Tenía el colaborador ideal. Mi compadre Roxo del Mazo, que yo le fuera padrino de un niño que nació faltoso, vino a capítulo y nada más proponérselo le relumbraron los ojos de feriante adicto. Yo hice la selección de los objetos y unos carteles con los precios casi regalados y la advertencia de que eran precios fijos. También se indicaban claramente los defectos, cacerola con el esmalte saltado, espejo picado el azogue, sartén que el mango necesita un remache, si aquello se vendía barato tenía que ser por algo.

Para el estreno elegimos Piedrafita del Cebrero. Elegí yo, porque a Roxo del Mazo le hubiera dado igual marchar a Pamplona.

Mi hombre salió en el «Ferias, Fiestas y Mercados» que se cargaba de cestos y banastas en el paredón del horno, y llevaba las mercaderías, la rotulación y unas tablas para montar el tenderete. Yo era el cerebro y me quedé en la ciudad paseando por la alameda, papando el aire o leyendo. Del tráfico mercantil me atraían las antefirmas que traían las cartas y facturas, «El director gerente», «El jefe de división», «El consejero delegado». Al filo del mediodía pensé que el director debía estar cerca de la operación.

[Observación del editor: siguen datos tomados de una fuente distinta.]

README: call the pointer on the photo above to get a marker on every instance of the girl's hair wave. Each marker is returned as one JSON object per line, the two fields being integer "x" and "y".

Tomé el único taxi de la parada de la plaza.

—Te llevo, pero yo me vuelvo zumbando, que tengo que ir a Valladolid para un recurso en la Audiencia y eso es sagrado.

Salimos por los Colmenares, en seguida Pereje. Luego Trabadelo, Ambasmestas, donde había unas hermanas que eran amigas mías. Le pedí al conductor que nos detuviésemos un momento, solo saludarlas. Se empeñaron en invitarnos, eran unas chicas muy guapas y el conductor miraba el reloj y me miraba a mí con odio.

Si por mí fuera nos hubiéramos parado también en algún punto panorámico, sobre todo a contemplar el castillo de Sarracín, que por las mañanas tiene la luz a favor y da una estampa romántica.

—Eso son vainas —desdeñó el del taxi y ya subíamos el puerto, a todo el gas que permitía el motor.

En Piedrafita del Cebrero la feria estaba en su apogeo. El coche, a fuerza de tocar la bocina, pudo dejarme en medio de aquel zoco. A mi compadre lo encontré animoso, aunque no había vendido ni una sola pieza. Me puse a observar pero sin dar la cara, como si nada me relacionara con el «stand», que tenía buen emplazamiento, después de pagar los debidos arbitrios. De vez en cuando se paraba algún curioso, campesinas mayormente. Miraban, y nada. Pensé preguntarle a aquella gente las causas de su desinterés, como quien hace una encuesta sociológica y tal, pero me dio vergüenza.

—Habrá que comer algo, compadre —le dije al cabo de un rato a Roxo del Mazo—, ¿qué coméis los marchantes en un ferión como éste?

—Eso depende de los posibles de cada uno. Siempre puedes traer la tarterita de casa, pero lo suyo es el pulpo de la feria, que además de gozar del plato disfrutas de estar en la armonía de la mucha gente.

—Pero habrá algún restaurante, si se tiene el gusto de estar tranquilo.

—Hay la fonda de Rodil que da buenos filetes y carne a la maragata, pero… —el Roxo se frotó las yemas de dos dedos aludiendo al dinero.

—Vamos allá, y no te preocupes por la mercancía, tampoco sería grave que se llevasen algo.

Nadie se llevó nada mientras comíamos a manteles entre tratantes de ganado y curas que venían a la feria a jugarse los cuartos, el no estrenarse en las ventas podía soportarse, pero que no robasen ni una pieza de aquel charnaque plenamente abierto me hundió en el abatimiento.

El Roxo plegó la tienda pero no su entusiasmo. Él achacaba lo ocurrido a los carteles escritos, en una feria lo que manda es la palabra hablada, y mejor voceada, y en todo caso nos quedaba el mismísimo San Froilán de Lugo, que allí sí saben apreciar.

Sobre mi porvenir en el comercio, mi progenitor fue menos optimista:

—Como no se reenganche cuando vaya a la mili este chico se muere de hambre.